Fourier Transform Laboratory Exercise

Audio Signal Processing and Shazam Fingerprinting with MATLAB

For Undergraduate Electrical Engineering Students

Duration: 3 hours
Level: Undergraduate
Tools: MATLAB R2020a+
Includes MATLAB Code

1 Laboratory Overview

Learning Objectives

  • Understand the mathematical foundation of Fourier Transform and its applications
  • Implement Discrete Fourier Transform (DFT) and Fast Fourier Transform (FFT) in MATLAB
  • Analyze audio signals in both time and frequency domains
  • Simulate Shazam's audio fingerprinting algorithm using spectrogram analysis
  • Apply windowing techniques to reduce spectral leakage
  • Compare different Fourier transform implementations for efficiency

Background

Shazam is a popular music identification service that uses audio fingerprinting technology. At the core of this technology lies the Fourier Transform, which converts time-domain audio signals into frequency-domain representations. This transformation allows Shazam to create unique "fingerprints" of songs by identifying prominent frequency peaks and their temporal relationships.

In this laboratory exercise, you will implement key components of audio fingerprinting using MATLAB, exploring how Fourier Transform enables music recognition systems like Shazam to work efficiently.

2 Fourier Transform Fundamentals

Continuous Fourier Transform: \(F(\omega) = \int_{-\infty}^{\infty} f(t) e^{-j\omega t} dt\)
Discrete Fourier Transform: \(X[k] = \sum_{n=0}^{N-1} x[n] e^{-j\frac{2\pi}{N}kn}\)
Inverse DFT: \(x[n] = \frac{1}{N} \sum_{k=0}^{N-1} X[k] e^{j\frac{2\pi}{N}kn}\)

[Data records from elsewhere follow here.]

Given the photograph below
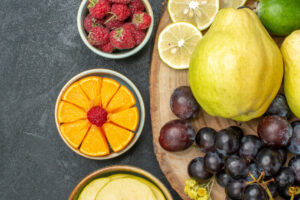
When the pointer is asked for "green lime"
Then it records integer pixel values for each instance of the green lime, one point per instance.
(280, 17)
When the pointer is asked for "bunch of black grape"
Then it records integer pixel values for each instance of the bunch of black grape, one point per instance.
(251, 167)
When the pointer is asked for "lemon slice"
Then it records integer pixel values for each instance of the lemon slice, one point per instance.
(201, 13)
(232, 3)
(176, 44)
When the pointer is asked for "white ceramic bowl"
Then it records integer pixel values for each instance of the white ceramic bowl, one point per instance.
(123, 81)
(82, 12)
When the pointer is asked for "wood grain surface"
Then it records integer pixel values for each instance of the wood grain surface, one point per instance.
(163, 80)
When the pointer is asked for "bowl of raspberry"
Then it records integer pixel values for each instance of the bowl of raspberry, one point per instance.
(115, 28)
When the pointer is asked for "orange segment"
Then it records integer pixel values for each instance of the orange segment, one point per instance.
(94, 144)
(128, 119)
(109, 88)
(67, 112)
(74, 132)
(122, 100)
(117, 137)
(75, 95)
(92, 87)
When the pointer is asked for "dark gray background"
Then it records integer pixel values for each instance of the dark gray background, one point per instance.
(40, 51)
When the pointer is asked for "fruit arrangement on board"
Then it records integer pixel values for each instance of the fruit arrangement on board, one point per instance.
(116, 24)
(235, 71)
(97, 114)
(121, 186)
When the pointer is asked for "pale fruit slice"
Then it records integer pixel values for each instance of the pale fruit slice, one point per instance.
(74, 132)
(125, 189)
(201, 13)
(94, 144)
(232, 3)
(117, 137)
(123, 99)
(90, 191)
(128, 119)
(74, 94)
(176, 44)
(157, 192)
(67, 112)
(109, 88)
(92, 87)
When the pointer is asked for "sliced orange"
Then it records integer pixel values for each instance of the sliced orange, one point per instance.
(117, 137)
(74, 132)
(74, 94)
(92, 87)
(123, 99)
(67, 112)
(109, 88)
(128, 119)
(94, 144)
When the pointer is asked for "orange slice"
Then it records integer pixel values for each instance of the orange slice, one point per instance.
(128, 119)
(92, 87)
(94, 144)
(117, 137)
(74, 132)
(109, 88)
(123, 99)
(74, 94)
(67, 112)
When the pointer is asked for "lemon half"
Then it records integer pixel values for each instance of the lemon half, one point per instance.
(176, 44)
(201, 13)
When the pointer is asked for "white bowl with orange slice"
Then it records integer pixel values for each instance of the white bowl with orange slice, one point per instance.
(99, 114)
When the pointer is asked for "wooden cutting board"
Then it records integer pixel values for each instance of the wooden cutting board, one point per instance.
(163, 80)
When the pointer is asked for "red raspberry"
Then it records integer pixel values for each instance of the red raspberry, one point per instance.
(99, 8)
(121, 11)
(142, 20)
(120, 1)
(97, 116)
(108, 48)
(122, 39)
(138, 35)
(90, 22)
(98, 36)
(113, 23)
(136, 6)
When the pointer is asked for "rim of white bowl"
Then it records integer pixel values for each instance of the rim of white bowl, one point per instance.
(80, 17)
(133, 88)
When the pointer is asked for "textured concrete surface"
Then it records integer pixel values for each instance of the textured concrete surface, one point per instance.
(40, 51)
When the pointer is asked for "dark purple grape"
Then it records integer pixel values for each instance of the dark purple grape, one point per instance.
(197, 170)
(213, 162)
(227, 142)
(238, 131)
(235, 189)
(183, 104)
(285, 177)
(279, 107)
(294, 146)
(255, 172)
(205, 139)
(176, 135)
(269, 161)
(275, 131)
(223, 179)
(254, 192)
(283, 155)
(250, 146)
(273, 189)
(237, 167)
(294, 164)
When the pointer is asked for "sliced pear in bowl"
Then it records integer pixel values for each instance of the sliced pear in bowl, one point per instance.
(90, 191)
(125, 188)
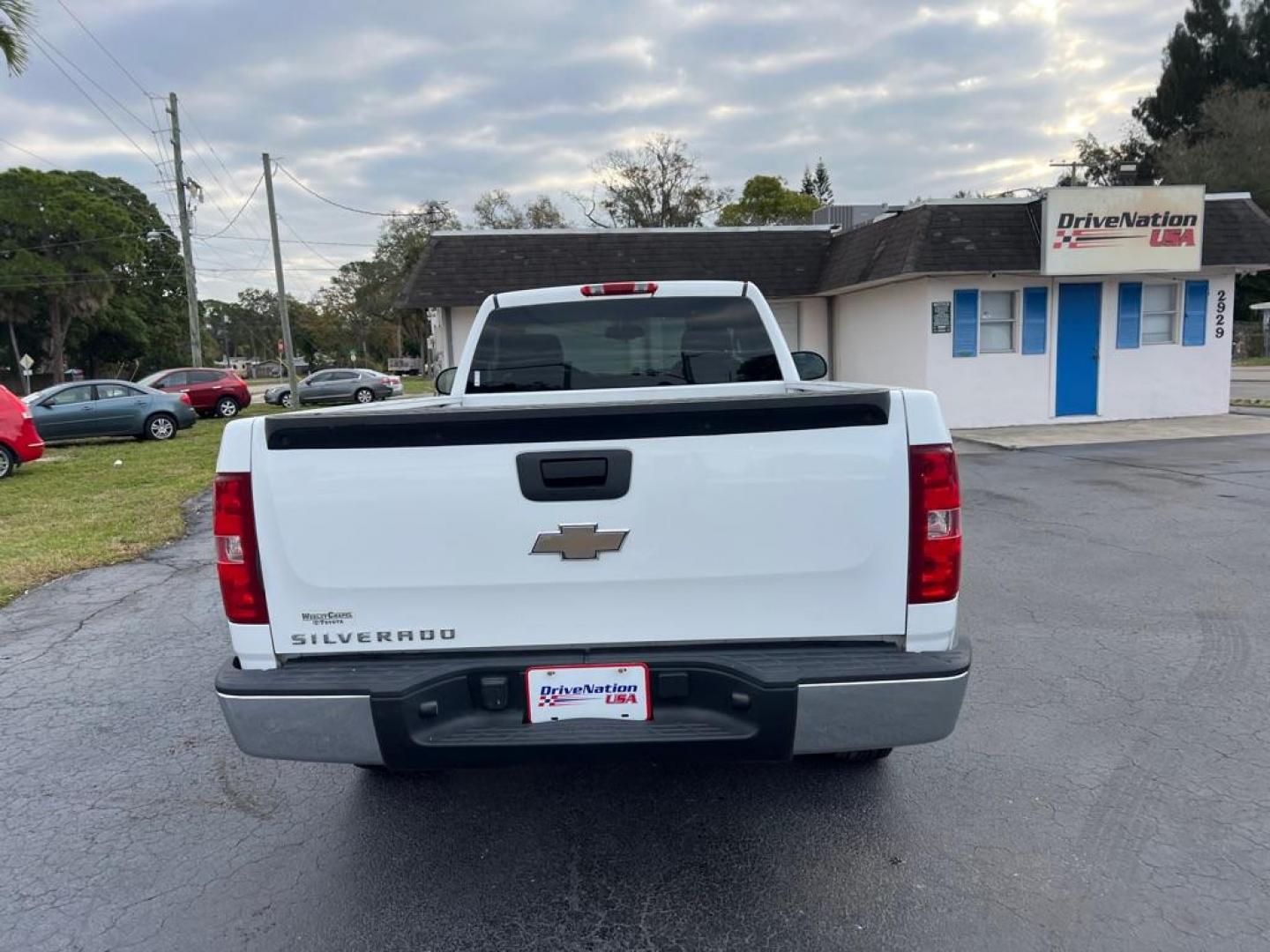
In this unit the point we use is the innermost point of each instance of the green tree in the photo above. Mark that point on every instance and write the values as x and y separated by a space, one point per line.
16 16
661 184
66 244
401 242
766 201
542 213
823 188
808 187
496 210
1206 51
145 322
1105 163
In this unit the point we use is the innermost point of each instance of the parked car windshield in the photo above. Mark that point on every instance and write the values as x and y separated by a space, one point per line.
623 342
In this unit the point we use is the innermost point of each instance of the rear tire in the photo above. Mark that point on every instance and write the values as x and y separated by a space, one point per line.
161 427
228 407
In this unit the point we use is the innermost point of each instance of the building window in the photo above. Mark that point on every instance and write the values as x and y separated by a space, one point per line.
1159 314
997 320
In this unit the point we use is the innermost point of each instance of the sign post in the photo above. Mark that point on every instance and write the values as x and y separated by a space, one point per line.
26 363
1122 230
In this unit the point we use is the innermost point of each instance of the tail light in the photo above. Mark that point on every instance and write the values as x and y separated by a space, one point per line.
620 287
935 524
238 559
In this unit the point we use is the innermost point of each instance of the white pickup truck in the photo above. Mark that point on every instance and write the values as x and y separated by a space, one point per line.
630 525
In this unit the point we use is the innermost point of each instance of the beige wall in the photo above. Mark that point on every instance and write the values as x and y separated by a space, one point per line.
813 323
879 335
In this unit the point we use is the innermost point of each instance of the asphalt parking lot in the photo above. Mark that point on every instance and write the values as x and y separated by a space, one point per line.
1108 788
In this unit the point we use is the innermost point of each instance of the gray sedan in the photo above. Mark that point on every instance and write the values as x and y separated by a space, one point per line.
338 386
108 407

Shazam's Audio Fingerprinting Process

1

Audio Capture

Record audio sample (10-15 seconds)

2

Preprocessing

Bandpass filter & downsampling

3

STFT

Short-Time Fourier Transform

4

Peak Finding

Identify prominent frequency peaks

5

Fingerprinting

Create hashes from peak pairs

3 MATLAB Implementation

Part A: Basic Fourier Transform Implementation

DFT Implementation (dft_manual.m)
%% Discrete Fourier Transform Manual Implementation
function X = dft_manual(x)
% DFT_MANUAL - Manual implementation of Discrete Fourier Transform
%   X = DFT_MANUAL(x) computes the DFT of input signal x
%   
%   Input:
%       x - input signal (vector of length N)
%   Output:
%       X - DFT coefficients (complex vector of length N)

N = length(x);
X = zeros(1, N);

% Precompute the exponential factor for efficiency
W = exp(-1j * 2 * pi / N);

% Compute DFT using the definition
for k = 0:N-1
    sum_val = 0;
    for n = 0:N-1
        sum_val = sum_val + x(n+1) * W^(k*n);
    end
    X(k+1) = sum_val;
end
end

%% Test the DFT implementation
% Generate test signal
Fs = 1000;            % Sampling frequency (Hz)
t = 0:1/Fs:1-1/Fs;    % Time vector (1 second)
f1 = 50;              % First frequency component (Hz)
f2 = 120;             % Second frequency component (Hz)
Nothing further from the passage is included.